Posts Tagged ‘contempt’

Contempt

May 27, 2015

contempt

Alberto Moravia’s Contempt is a story of two competing dreams. In it, Riccardo recounts the collapse of his marriage from two years of what he describes as perfection to irreconcilable division. The novel is his attempt to chart the decline, to identify the turning point, and to understand why it all went wrong. We are, of course, limited to his point of view – even when his wife, Emilia, is allowed a voice, she deflects his questions and refuses to explain herself on, or in, Riccardo’s terms.

Riccardo seems, at first, the perfect husband: loving, attentive, and, above all, concerned with providing Emilia with the kind of life he feels she wants. To this end, after two years of living in a room in a lodging house, he leases a flat:

“In doing this I did not, however, experience the joyful feelings of a man preparing a home for his bride; on the contrary I was anxious and seriously distressed because I did not know in the least how I would manage when, a few months later , the time came to pay the second instalment. At that time, in fact, I was so desperate that I had almost a feeling of rancour against Emilia who, by the tenacity of her passion had in a way forced me to take this imprudent and dangerous step.”

In order to allow his wife to fulfil her dream of owning a home (in fact described as “more a reason for living than just a dream”) Riccardo gives up his own dream of becoming a dramatist to write for the more financially rewarding film industry, ensuring that he can keep up with the payments on the flat.
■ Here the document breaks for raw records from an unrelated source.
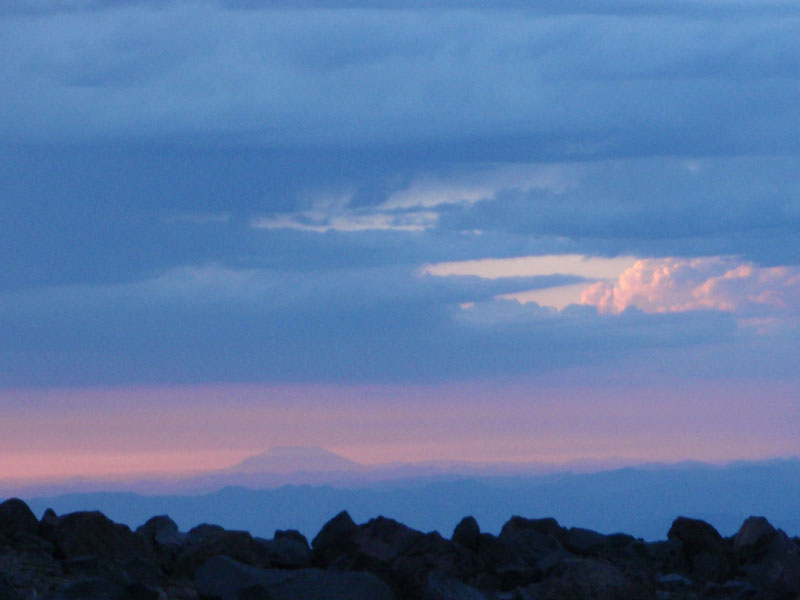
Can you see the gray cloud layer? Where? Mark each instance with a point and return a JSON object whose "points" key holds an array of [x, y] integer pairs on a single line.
{"points": [[143, 140]]}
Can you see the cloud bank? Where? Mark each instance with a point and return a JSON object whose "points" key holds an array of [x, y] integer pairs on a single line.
{"points": [[713, 283]]}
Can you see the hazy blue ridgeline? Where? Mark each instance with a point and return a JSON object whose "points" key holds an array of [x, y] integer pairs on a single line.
{"points": [[642, 502]]}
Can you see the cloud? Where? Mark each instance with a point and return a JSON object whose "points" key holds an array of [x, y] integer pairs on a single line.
{"points": [[713, 283], [623, 80], [377, 324]]}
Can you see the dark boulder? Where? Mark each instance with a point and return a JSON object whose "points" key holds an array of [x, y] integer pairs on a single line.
{"points": [[708, 554], [105, 589], [17, 520], [517, 526], [441, 586], [334, 539], [373, 546], [585, 541], [206, 541], [222, 578], [467, 533], [48, 525], [292, 535], [286, 552], [161, 531], [769, 559], [431, 552], [7, 591], [528, 541], [591, 579], [92, 533]]}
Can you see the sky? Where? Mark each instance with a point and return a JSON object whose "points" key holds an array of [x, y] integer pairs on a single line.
{"points": [[401, 230]]}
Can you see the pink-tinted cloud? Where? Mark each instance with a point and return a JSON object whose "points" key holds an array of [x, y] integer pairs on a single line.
{"points": [[660, 285]]}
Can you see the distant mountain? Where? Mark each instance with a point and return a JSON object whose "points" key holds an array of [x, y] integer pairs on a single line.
{"points": [[295, 459], [642, 501]]}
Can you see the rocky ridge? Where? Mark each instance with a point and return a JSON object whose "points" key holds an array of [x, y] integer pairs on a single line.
{"points": [[85, 555]]}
In retrospect, he pinpoints the night he is commissioned by film producer Battista as the moment when his marriage begins to sour, but is it his sacrifice or Emilia’s which causes this? On the night in question, she reluctantly accepts a lift in Battista’s car, leaving Riccardo to follow on alone:

“I suddenly noticed that her beautiful face, usually so clam and harmonious, was now darkened and, one might say, distorted by an almost painful perplexity.”
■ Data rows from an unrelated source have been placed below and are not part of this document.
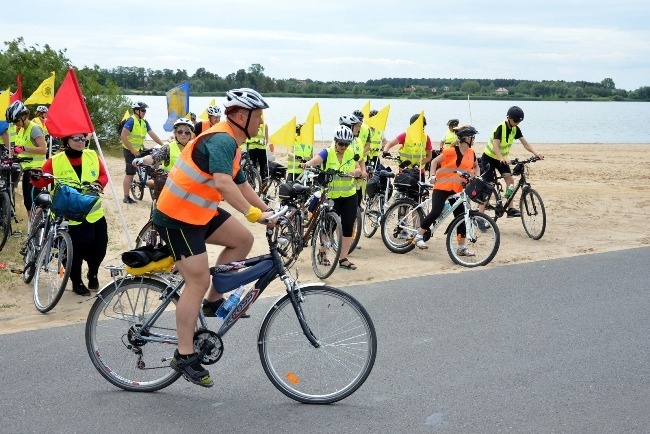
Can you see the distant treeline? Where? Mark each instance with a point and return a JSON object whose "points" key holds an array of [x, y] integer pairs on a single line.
{"points": [[141, 80]]}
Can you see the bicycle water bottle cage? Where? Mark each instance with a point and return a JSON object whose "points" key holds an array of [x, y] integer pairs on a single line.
{"points": [[227, 281]]}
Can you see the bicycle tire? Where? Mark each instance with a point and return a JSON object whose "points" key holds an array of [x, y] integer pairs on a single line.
{"points": [[484, 244], [327, 238], [356, 231], [532, 211], [113, 350], [396, 231], [5, 218], [52, 271], [371, 218], [342, 363]]}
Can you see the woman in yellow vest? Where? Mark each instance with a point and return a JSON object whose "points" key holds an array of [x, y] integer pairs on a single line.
{"points": [[188, 216], [342, 190], [89, 237], [461, 157], [30, 144]]}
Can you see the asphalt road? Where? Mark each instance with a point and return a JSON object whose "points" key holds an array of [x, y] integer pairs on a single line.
{"points": [[551, 346]]}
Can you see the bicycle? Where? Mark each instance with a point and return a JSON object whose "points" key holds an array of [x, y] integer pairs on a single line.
{"points": [[404, 216], [139, 181], [317, 344], [531, 206]]}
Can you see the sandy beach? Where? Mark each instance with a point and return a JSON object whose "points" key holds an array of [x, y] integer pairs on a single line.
{"points": [[594, 202]]}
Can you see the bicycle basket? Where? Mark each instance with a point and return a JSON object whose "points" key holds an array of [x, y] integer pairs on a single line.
{"points": [[70, 204], [478, 190]]}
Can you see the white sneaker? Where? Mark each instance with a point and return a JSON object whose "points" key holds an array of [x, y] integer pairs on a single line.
{"points": [[464, 251]]}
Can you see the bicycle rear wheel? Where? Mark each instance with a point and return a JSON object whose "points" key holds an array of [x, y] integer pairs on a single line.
{"points": [[482, 240], [371, 216], [400, 224], [52, 271], [326, 245], [5, 218], [127, 361], [335, 370], [533, 213]]}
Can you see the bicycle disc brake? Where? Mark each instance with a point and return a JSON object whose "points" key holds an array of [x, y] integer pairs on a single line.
{"points": [[208, 345]]}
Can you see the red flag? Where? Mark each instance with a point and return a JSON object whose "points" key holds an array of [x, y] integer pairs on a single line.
{"points": [[18, 94], [68, 113]]}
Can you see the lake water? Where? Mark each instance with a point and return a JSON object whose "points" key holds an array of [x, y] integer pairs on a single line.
{"points": [[545, 121]]}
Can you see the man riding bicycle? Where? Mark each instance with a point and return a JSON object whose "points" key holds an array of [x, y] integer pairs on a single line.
{"points": [[188, 216]]}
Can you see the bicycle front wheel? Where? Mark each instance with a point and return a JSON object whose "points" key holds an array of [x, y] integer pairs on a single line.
{"points": [[326, 245], [52, 271], [481, 242], [533, 213], [342, 362], [126, 355]]}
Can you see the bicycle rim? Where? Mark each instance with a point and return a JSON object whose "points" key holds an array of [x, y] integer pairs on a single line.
{"points": [[371, 217], [120, 357], [52, 272], [326, 245], [399, 226], [335, 370], [533, 213], [483, 245]]}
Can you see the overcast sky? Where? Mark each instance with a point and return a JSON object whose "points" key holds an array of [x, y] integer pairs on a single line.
{"points": [[332, 40]]}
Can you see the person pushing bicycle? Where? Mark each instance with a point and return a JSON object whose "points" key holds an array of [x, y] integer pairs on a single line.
{"points": [[187, 216]]}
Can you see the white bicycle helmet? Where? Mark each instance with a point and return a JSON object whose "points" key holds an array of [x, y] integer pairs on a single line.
{"points": [[15, 110], [246, 98], [343, 134], [183, 121], [213, 110], [349, 120]]}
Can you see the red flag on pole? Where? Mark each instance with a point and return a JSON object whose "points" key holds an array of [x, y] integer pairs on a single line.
{"points": [[18, 94], [68, 113]]}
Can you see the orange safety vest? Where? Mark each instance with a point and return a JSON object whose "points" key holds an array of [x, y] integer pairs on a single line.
{"points": [[446, 177], [190, 194]]}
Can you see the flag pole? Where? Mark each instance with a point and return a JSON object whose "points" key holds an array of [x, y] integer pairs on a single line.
{"points": [[110, 182]]}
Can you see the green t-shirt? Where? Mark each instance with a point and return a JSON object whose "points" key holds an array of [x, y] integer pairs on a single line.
{"points": [[214, 155]]}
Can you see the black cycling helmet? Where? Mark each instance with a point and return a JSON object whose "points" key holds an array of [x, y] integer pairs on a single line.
{"points": [[516, 113], [415, 118]]}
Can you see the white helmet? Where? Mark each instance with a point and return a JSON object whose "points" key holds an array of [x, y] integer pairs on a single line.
{"points": [[213, 110], [344, 134], [183, 121], [246, 98]]}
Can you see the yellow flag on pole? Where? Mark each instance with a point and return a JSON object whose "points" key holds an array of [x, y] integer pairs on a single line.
{"points": [[314, 114], [379, 120], [44, 94], [4, 103], [286, 135], [204, 116]]}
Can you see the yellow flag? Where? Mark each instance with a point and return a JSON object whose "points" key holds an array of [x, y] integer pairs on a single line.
{"points": [[379, 120], [286, 135], [4, 103], [204, 116], [44, 94], [307, 132], [366, 110], [314, 114], [414, 131]]}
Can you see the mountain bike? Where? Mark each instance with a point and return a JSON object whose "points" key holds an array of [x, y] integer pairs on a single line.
{"points": [[139, 181], [531, 206], [404, 216], [317, 344]]}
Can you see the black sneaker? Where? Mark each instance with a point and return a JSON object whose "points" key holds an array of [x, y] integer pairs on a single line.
{"points": [[191, 368], [80, 289]]}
Despite this observation, Riccardo insists, perhaps concerned not to offend Battista, just as he insists she accompany him to future meetings despite her reluctance. Her agreement is not enough for Riccardo, however: he not only requires her to to attend, but to do so as a matter of her own choice:

“At the last moment, when she was ready to go, I would ask her, once more and for the last time, if she really disliked coming with me – not so much because by now I was doubtful of her answer, as in order to leave her no doubts about her freedom of decision.”

This is an interesting insight into Riccardo’s need to control Emilia, and not only to control her actions but her thoughts and feelings. When she tells him she still loves him, he simply believes she is lying in order to retain the flat; when she says she cares nothing for the flat, he again cannot believe her:

“I saw that she had now entered, for some reason unknown to me, upon the path of deceit, and I told myself it would serve no purpose to exasperate her by contradicting her and reminding her of how much she had once desired what she now made such a show of despising.”

Whenever Emilia contradicts his understating of her, he dismisses it. Thus when he forces her to admit that she feels contempt for him (a result of endlessly arguing she does not love him anymore) he is as much frustrated by her refusals to explain as by her revelation – in fact, we sense he cannot believe her without access to her reasoning, perhaps because on this occasion he cannot provide his own: “it was quite impossible that Emilia could have a reason for ceasing to love me.”

Battista invites Riccardo (and, of course, Emilia) to stay in his villa in Capri and work with director Rheingold on a script for a film version of the Odyssey, a story which Moravia uses to echo Riccardo and Emilia’s relationship. It is there that events play out to their conclusion.

Contempt is a forensic examination of the failure of a relationship but one where much of the analysis is ironic and the reader must remain awake and aware to see where the cracks are truly forming. Contempt was my first experience of Moravia, but it won’t be my last. Thanks to Richard and Frances for encouraging me to read the novel, and for enlightening me with their wonderful reviews.